Barry Matties: Kelly, you’ve been on the design side, and you’ve probably been in both circumstances where you’ve known the fabricator and where you have not known the fabricator at the beginning of the design process. What’s the contrast between those two?
Kelly Dack: The contrast is the different levels of communication. When I say communication, I mean documentation.
I’ve got a story that will explain the challenge. There’s a big shortage in the supply chains right now forcing us to swap out chips. Chips are becoming unavailable. In the EMS industry, there is a lot of redesign required because of chip availability issues. A board that’s been designed for five or eight years around a chip packaged in a quad-flatpack is suddenly unavailable and the only replacement may be a half millimeter pitch BGA. An outside designer, typically, will incorporate that new half millimeter pitch BGA into the existing design and lo and behold, they have to use a different scale in their routing technology.
The designer takes the existing 0.006” wide line and reduces it to get it down to 3.5 mil to break out of the BGA. That’s fine; it looks great on the screen. However, the fabricator, who has been building this board for years and years, doesn’t have the level of outer layer capability for print, etch, and plate of a three and a half mil line. Now what? That’s the problem. The designer says, “Any of our bare board prototype suppliers can do that.” Which is true. The existing offshore supplier, however, cannot.
This is the communication element. We must figure out a viable solution for the disconnect between the designer and the fab that builds this board. There are several ways to approach this. Could the designer have used via-in-pad or HDI technology to break out from this 0.56 millimeter pitch BGA? The supplier could make those adjustments, but the supplier can’t do outerlayer three mil, three-and-three spacing using the same stackup. The one ounce base copper is just too thick.
There are so many opportunities for disconnect after a design has been released for production and goes through change. Communication is the only way to see the project with success upfront. In other words, if the designer had access to the capability of the supplier building the board, the designer could have chosen the proper stackup and routing solution. Instead, because the designer chose a route without communication, it forced the EMS supplier to go source the board with viable material thickness, which is going to shoot the cost, quoting, and timing all over the map.
John Vaughan: Early alignment is critical in my view, so that it doesn’t end up with purchasing driving the decision-making process. Had the designer aligned early on with the PCB fabricator, that would have solved the issue, right?
Dack: Yes.
Matties: How much time would that have saved?
Dack: Everything is quick time to market; time is of the essence.
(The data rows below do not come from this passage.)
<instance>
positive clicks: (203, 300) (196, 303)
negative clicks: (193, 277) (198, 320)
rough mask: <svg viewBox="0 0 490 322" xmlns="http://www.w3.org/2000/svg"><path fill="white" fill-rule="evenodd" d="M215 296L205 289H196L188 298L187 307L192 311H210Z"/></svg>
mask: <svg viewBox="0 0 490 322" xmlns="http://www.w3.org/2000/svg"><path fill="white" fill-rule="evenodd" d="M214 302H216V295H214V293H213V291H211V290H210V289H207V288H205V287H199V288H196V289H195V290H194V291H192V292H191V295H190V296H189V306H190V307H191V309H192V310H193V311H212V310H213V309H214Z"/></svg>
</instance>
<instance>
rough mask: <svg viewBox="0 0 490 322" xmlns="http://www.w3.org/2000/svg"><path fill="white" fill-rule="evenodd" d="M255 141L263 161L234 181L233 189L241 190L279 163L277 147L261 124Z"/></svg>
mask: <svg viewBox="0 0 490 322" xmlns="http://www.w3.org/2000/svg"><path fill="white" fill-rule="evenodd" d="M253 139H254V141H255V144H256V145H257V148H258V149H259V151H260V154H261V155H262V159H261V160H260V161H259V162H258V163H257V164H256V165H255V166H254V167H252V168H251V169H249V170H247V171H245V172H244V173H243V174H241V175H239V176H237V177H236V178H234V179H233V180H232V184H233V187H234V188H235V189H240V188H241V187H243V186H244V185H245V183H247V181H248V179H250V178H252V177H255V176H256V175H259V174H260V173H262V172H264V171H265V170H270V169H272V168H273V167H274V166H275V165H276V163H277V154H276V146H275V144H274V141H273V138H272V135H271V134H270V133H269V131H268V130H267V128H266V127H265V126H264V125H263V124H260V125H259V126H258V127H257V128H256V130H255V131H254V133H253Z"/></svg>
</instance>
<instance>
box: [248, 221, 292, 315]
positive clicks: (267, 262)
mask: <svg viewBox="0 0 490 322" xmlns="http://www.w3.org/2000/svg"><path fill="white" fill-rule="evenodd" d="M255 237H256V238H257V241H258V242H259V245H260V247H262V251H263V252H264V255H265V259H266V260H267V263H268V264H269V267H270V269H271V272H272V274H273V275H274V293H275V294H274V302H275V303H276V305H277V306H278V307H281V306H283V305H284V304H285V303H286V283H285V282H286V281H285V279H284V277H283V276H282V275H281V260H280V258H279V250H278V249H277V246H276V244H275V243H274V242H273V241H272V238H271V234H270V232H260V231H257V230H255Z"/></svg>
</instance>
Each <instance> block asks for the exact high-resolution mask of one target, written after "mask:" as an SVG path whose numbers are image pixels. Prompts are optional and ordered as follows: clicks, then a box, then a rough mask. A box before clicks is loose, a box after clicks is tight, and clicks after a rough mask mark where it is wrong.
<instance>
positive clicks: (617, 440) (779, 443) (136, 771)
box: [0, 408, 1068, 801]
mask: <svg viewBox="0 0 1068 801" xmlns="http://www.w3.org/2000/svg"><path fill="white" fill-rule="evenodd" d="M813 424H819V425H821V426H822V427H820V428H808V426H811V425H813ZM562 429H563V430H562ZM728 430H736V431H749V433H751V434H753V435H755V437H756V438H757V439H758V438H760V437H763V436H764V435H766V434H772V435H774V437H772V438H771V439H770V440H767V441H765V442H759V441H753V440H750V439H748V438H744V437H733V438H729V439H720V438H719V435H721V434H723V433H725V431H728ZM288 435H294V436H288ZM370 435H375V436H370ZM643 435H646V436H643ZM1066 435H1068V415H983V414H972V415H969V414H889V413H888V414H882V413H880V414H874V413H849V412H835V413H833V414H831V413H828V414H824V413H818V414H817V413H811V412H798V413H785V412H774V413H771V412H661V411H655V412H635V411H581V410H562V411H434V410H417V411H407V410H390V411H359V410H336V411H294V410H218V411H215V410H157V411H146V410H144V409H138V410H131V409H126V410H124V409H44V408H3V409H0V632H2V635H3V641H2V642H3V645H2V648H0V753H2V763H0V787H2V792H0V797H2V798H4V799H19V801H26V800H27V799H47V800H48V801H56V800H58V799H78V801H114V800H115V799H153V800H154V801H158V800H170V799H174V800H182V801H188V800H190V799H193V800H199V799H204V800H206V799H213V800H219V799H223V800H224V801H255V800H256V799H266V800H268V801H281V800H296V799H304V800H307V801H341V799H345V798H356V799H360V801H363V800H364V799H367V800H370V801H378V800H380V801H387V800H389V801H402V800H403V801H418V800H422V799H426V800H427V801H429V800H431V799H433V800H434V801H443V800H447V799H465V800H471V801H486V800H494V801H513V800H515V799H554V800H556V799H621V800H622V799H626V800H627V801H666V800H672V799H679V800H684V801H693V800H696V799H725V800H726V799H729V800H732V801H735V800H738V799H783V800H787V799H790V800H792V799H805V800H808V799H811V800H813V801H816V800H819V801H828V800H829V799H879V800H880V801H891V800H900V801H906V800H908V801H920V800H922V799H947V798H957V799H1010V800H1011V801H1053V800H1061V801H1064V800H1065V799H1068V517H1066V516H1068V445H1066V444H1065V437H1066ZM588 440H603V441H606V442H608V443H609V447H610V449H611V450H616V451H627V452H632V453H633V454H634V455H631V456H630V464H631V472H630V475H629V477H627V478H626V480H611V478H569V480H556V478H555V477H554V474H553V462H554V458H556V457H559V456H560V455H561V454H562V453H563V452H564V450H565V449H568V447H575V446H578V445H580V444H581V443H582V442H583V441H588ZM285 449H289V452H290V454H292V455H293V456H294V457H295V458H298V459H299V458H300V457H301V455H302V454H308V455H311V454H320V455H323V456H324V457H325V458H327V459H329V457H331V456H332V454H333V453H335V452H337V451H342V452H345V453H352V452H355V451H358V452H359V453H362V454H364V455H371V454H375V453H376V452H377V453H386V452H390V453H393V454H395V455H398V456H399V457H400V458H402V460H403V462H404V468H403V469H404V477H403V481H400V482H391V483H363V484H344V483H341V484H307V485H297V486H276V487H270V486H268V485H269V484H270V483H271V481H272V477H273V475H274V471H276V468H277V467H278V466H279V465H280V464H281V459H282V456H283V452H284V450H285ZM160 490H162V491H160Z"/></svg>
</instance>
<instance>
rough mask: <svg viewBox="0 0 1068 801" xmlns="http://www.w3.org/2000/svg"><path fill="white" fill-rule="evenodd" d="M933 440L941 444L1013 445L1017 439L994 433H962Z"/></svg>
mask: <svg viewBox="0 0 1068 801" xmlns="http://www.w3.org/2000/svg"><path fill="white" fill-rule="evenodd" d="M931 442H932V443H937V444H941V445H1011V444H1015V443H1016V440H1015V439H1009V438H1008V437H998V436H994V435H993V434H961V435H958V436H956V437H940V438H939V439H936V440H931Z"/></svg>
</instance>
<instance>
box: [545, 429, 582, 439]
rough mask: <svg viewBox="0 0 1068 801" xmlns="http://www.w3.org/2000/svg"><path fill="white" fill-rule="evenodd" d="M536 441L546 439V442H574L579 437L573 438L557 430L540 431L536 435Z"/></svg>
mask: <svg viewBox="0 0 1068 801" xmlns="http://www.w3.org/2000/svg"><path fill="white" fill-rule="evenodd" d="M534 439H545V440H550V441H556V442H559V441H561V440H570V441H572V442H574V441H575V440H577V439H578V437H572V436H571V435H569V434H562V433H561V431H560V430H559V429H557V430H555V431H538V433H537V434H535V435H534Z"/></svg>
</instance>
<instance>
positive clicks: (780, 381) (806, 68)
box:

So, when we discover that a chip is obsolete, or isn’t accessible, the clock is still ticking on the project. Typically, it can take a week or two in a production environment just to receive all the quoting back, then to get commitment for availability of the new part. I wouldn’t be surprised if it takes more than four to six weeks to implement a change like that.
Matties: That’s very costly.
Johnson: And yet this is more prevalent than it has ever been historically in our industry—all these components on extended lead time. Designers must manage, redesign, and even completely reconfigure their vendor list in order to deliver on this new design. There is so much to communicate.